The firm’s new projects are attracting a mix of renters, from singles and professionals to older people, Gardner said. The pandemic has pushed a lot of people out of New York City. Additionally, “I think a lot of suburban single-family homeowners were able to sell their homes at a price that they maybe couldn’t get in the past.” Many people are downsizing, he said, and “a lot of the people have not been from that far away.
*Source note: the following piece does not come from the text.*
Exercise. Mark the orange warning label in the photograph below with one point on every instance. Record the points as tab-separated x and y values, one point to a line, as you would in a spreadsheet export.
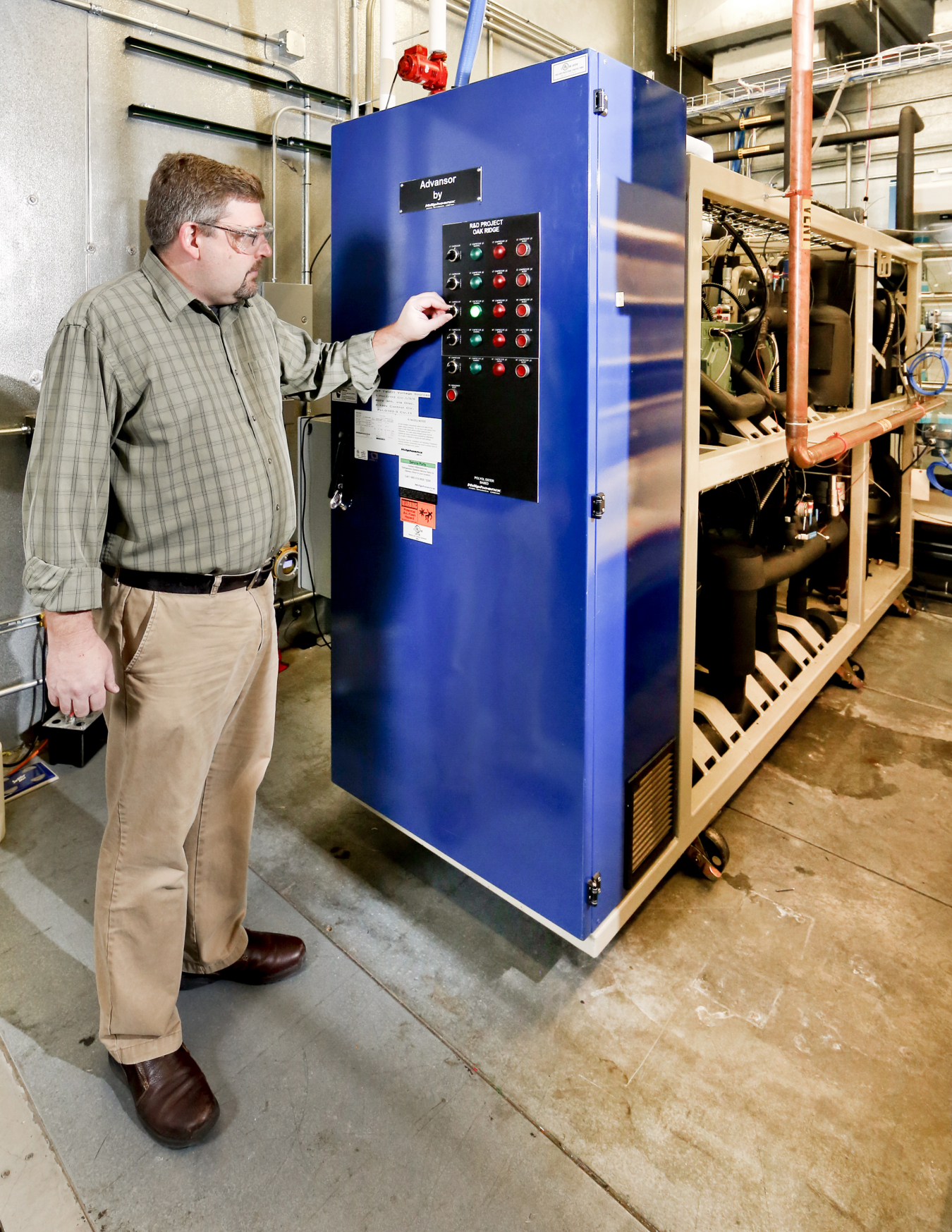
417	511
They’ve been from Somerset, Hunterdon, Warren counties already.”
In addition, many new-construction projects in New Jersey set between 15 and 25 percent of their units aside for affordable housing.
Tartamella said the projects are designed to appeal to a broad range of people. “You could really be anyone and see yourself living in our community.”
Gardner said Larken is using an outside marketing firm as well as their in-house team to reach potential renters and build lists of prospective tenants. Their existing portfolio is between 95 and 98 percent full, he said.
“We put so much energy into it, and to see them starting to lease up is very exciting,” he said.